Individualmente, apego à rotina, organização metódica, dificuldade em interações sociais e interesse em temas específicos podem ser encarados somente como um traço de personalidade. Porém, juntos podem indicar um quadro de Asperger.
Trata-se de uma condição neurobiológica que, por ter um diagnóstico demorado e características mais leves, costuma não ser identificada com tanta facilidade.
Anteriormente chamada de síndrome, Asperger é uma forma mais branda do Transtorno do Espectro do Autismo (TEA). Desde 2013, deixou de ser reconhecida como um diagnóstico específico no Manual Diagnóstico e Estatístico de Transtornos Mentais (DSM-5). Hoje em dia, é classificada na bibliografia médica como TEA sem transtorno do desenvolvimento intelectual e com prejuízo de linguagem funcional leve ou ausente.
— São pessoas que apresentam uma dificuldade na interação social e na comunicação social e que, em geral, não têm esse comprometimento cognitivo, da inteligência – ressalta Ana Soledade Graeff-Martins, psiquiatra da infância e adolescência e professora da Faculdade de Medicina da UFRGS.
Três características
Dificuldade de socialização: as crianças e os adultos diagnosticados com Asperger costumam manifestar dificuldade em se relacionar com outras pessoas. A comunicação verbal pode acontecer normalmente, mas a capacidade de interpretar expressão de emoções, brincadeiras como ironia e o uso da linguagem corporal é prejudicada. Dificuldade em iniciar ou manter conversas também podem evidenciar o quadro. De acordo com a psiquiatra Ana Soledade, outro sinal pode ser uma interação mais fácil ou espontânea com pessoas de outra idade do que com crianças da própria faixa etária.
Fixação por determinados temas: outro traço é o interesse por assuntos específicos, de uma forma que isso conduza a vida dela. Ou seja, esse assunto sempre aparecerá nas interações que a criança tiver com outra pessoa e ela desejará entender cada vez mais.
Essa fixação, de forma que a pessoa saiba sobre aquilo de uma maneira acima da média, faz, inclusive, que crianças com Asperger sejam chamados de “pequenos professores”. É que elas conseguem explicar sobre esse assunto com uma riqueza de detalhes que não se espera de uma criança, geralmente usando um vocabulário rebuscado. Por isso, alguns pais podem, ainda, confundir com características de crianças com altas habilidades, as chamadas superdotadas. Mas Ana Soledade alerta:
— Temos de entender que uma criança com altas habilidades pode se interessar por questões que estão além do que interessa a faixa etária dela, mas ela não torna isso um foco exclusivo da vida, não vai fazer que isso impeça a interação com outras crianças.
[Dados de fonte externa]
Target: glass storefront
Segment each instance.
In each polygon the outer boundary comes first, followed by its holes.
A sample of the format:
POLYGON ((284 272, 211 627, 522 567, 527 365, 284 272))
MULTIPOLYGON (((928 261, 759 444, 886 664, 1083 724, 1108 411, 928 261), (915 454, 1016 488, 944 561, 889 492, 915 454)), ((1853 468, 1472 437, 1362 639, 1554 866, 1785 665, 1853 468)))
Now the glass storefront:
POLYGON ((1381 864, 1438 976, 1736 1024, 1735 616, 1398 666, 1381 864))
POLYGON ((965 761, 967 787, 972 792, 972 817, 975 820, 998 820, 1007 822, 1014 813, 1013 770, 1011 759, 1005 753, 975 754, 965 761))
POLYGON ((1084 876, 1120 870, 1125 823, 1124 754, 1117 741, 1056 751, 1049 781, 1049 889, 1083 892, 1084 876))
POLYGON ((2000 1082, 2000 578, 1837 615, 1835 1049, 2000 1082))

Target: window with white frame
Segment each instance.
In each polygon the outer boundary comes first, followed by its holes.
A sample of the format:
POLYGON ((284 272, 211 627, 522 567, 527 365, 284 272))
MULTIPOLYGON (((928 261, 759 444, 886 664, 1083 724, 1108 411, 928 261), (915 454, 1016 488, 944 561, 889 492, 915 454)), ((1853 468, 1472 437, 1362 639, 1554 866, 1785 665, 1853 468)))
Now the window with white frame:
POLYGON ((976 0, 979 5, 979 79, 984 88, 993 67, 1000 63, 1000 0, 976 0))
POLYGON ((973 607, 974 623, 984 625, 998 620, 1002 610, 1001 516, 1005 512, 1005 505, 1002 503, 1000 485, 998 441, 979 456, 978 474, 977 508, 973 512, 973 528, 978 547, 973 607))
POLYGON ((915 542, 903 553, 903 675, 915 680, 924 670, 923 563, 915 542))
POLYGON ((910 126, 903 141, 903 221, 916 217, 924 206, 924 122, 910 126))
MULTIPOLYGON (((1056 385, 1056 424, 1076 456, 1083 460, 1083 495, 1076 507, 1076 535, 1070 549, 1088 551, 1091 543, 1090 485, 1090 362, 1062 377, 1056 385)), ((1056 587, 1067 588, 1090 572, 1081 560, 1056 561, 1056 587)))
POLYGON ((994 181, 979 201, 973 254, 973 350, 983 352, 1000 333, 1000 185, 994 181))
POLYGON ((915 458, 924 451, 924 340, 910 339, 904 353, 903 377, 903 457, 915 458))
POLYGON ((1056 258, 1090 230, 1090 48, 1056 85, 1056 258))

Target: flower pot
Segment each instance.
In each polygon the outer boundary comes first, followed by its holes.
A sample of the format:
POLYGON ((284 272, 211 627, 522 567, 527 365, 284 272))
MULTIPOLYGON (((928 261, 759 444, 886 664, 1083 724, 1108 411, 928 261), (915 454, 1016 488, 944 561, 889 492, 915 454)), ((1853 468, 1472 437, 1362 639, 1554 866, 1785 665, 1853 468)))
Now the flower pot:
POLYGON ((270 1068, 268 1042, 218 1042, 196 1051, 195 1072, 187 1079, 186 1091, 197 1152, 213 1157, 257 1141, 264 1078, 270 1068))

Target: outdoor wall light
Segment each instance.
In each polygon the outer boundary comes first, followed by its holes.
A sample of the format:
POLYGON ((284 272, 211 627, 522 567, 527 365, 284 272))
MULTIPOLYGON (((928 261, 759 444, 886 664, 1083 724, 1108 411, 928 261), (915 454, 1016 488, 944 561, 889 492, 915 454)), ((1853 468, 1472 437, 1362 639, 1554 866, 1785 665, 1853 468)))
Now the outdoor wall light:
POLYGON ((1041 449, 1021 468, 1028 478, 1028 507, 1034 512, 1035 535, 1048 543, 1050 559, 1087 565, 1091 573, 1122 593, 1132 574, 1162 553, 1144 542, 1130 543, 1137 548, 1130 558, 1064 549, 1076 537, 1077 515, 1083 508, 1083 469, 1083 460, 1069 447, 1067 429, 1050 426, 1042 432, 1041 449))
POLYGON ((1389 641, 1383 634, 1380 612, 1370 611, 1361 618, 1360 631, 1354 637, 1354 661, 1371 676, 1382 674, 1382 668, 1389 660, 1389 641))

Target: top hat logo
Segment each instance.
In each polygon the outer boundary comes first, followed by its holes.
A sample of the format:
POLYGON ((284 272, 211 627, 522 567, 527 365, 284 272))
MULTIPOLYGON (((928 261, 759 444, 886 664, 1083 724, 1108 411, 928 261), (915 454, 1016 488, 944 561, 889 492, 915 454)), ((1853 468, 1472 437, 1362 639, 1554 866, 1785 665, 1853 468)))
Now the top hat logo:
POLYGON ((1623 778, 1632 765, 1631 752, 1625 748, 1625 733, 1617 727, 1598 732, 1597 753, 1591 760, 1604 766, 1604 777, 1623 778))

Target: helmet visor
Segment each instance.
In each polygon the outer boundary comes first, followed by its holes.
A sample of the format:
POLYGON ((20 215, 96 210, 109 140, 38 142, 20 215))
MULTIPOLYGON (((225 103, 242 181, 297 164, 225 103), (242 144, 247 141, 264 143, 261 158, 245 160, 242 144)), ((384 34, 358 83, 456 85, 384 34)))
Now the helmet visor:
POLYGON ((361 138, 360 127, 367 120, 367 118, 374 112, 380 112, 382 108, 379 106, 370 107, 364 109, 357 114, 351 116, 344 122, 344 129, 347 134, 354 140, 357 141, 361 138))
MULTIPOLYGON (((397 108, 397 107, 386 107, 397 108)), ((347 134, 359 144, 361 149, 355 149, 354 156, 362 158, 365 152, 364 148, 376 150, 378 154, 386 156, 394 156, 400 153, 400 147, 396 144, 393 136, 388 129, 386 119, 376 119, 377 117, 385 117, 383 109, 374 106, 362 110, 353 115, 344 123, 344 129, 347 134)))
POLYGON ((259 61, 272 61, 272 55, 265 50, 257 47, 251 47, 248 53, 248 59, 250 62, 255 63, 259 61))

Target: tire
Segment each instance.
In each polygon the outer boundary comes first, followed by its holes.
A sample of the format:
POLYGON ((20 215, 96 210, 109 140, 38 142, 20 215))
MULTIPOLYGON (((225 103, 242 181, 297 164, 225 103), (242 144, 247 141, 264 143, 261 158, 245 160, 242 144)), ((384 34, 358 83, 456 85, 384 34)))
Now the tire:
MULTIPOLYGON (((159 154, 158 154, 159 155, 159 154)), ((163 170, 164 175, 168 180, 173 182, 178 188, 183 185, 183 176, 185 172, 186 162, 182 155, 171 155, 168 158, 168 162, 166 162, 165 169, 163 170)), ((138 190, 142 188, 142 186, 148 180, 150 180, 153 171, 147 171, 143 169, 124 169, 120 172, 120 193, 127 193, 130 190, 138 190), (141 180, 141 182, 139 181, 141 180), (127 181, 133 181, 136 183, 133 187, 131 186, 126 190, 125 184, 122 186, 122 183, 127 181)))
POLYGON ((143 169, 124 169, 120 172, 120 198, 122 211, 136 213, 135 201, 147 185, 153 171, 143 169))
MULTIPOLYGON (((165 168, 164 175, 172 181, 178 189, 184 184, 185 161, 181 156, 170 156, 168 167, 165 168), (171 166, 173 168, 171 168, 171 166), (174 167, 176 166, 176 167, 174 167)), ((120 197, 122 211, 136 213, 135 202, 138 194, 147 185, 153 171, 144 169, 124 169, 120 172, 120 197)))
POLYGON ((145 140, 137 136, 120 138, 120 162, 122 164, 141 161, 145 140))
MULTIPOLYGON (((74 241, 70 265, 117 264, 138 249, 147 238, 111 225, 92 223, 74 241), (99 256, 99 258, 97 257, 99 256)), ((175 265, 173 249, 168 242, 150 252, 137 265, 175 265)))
Inflexibilidade: rotinas muito rígidas e apego a determinados rituais cotidianos também caracterizam a condição, associados a uma necessidade de estar sempre sob controle das situações. Uma mudança em um cronograma previamente planejado, por exemplo, não é bem-vinda. No caso de uma criança, isso pode se manifestar em sinais como, por exemplo, a necessidade de sempre ir à escola pelo mesmo caminho, de forma que a desestabiliza se, por algum imprevisto, haja alguma mudança na rota.
Atenção em casa e na escola
Se um dos principais traços da síndrome acaba se manifestando na socialização, dentro de casa, no ambiente familiar, às vezes os sinais podem não ficar evidentes. Então, como reconhecer se uma criança tem Asperger? Ana Soledade responde:
— É importante manter um diálogo com a escola, para ver o que se observa em termos de interação com outras crianças, a capacidade de brincar de uma forma adequada e a questão da comunicação.
Em caso de suspeita, o primeiro passo é procurar um psicólogo ou psiquiatra da infância e adolescência. Na área médica, profissionais da área da psiquiatria e da neurologia podem ajudar a identificar. Quanto mais cedo, melhor, principalmente antes dos cinco anos de idade. Isso porque, nessa faixa etária, a neuroplasticidade é maior. Ou seja, o cérebro tem maior capacidade de se modificar, aprender e se reprogramar.
Embora não tenha cura, na maioria dos casos o tratamento consiste em intervenções de base comportamental, com estímulos ao desenvolvimento do paciente.
A Diferença Invisível
Esse é o título da história em quadrinhos francesa escrita por Julie Dachez e desenhada por Mademoiselle Caroline, publicada no Brasil pela editora Nemo, com tradução de Renata Silveira (192 páginas, R$ 59,80 na versão física e R$ 41,90 no e-book).
A personagem principal, Marguerite, uma jovem de 27 anos, foi inspirada na vida de Dachez, que descobriu tardiamente ter Asperger. Com leveza, mas com responsabilidade, A Diferença Invisível fala de autoaceitação e de preconceito.